1. **Critical**: {hardcoded secrets to rotate, injection vulnerabilities, auth bypasses}
2. **Must-fix**: {missing input validation, insecure defaults, auth gaps, dependency CVEs}
3. **Should-fix**: {sensitive data exposure, unsafe patterns, supply-chain hygiene}

Operating Constraints

• No code edits. This skill produces an audit report only. Implementation is a separate step.

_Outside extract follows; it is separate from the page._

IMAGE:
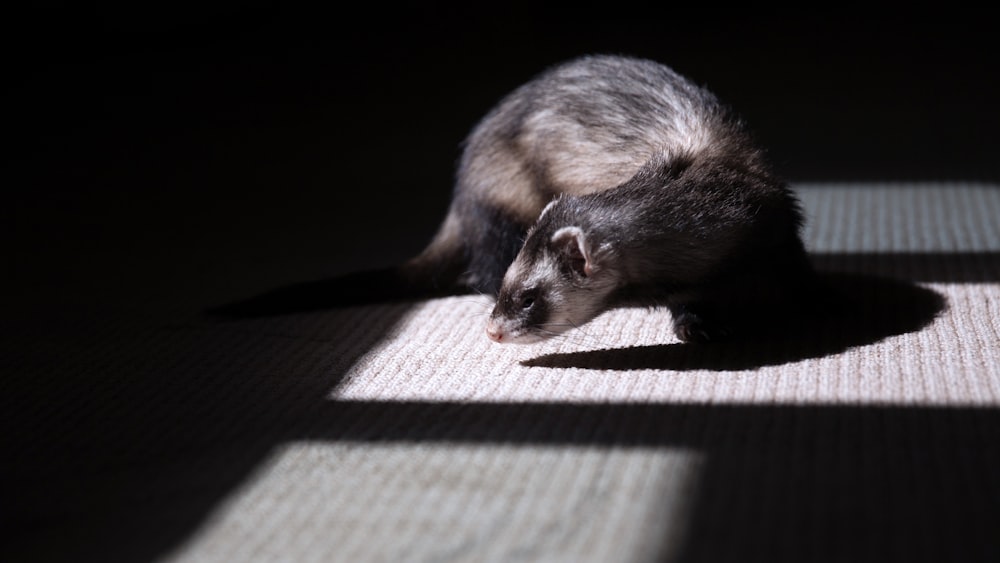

• Scope: security vulnerabilities only. Do not flag type invariants (→ invariant-hunter-ts), type design
  (→ type-hunter-ts), structural complexity (→ simplicity-hunter-ts), module boundary issues (→ boundary-hunter-ts),
  class/interface design (→ solid-hunter-ts), missing documentation (→ doc-hunter-ts), test quality (→ test-hunter-ts),
  or cosmetic style (→ slop-hunter-ts). If a finding doesn't answer "could this be exploited?", it doesn't belong here.
• Evidence required. Every finding must cite file/path.ext:line with the exact code.
• Severity matters. Use Critical / Must-fix / Should-fix. A hardcoded production secret is not the same severity
  as a missing SameSite cookie attribute. Prioritize accordingly.
• Context over pattern-matching. A new RegExp() with a hardcoded pattern is fine. A new RegExp(userInput) is
  a ReDoS risk. Grep finds both — judgment separates them.
• No false confidence. This audit catches common patterns, not all vulnerabilities. It is not a substitute for
  professional penetration testing or automated security scanning.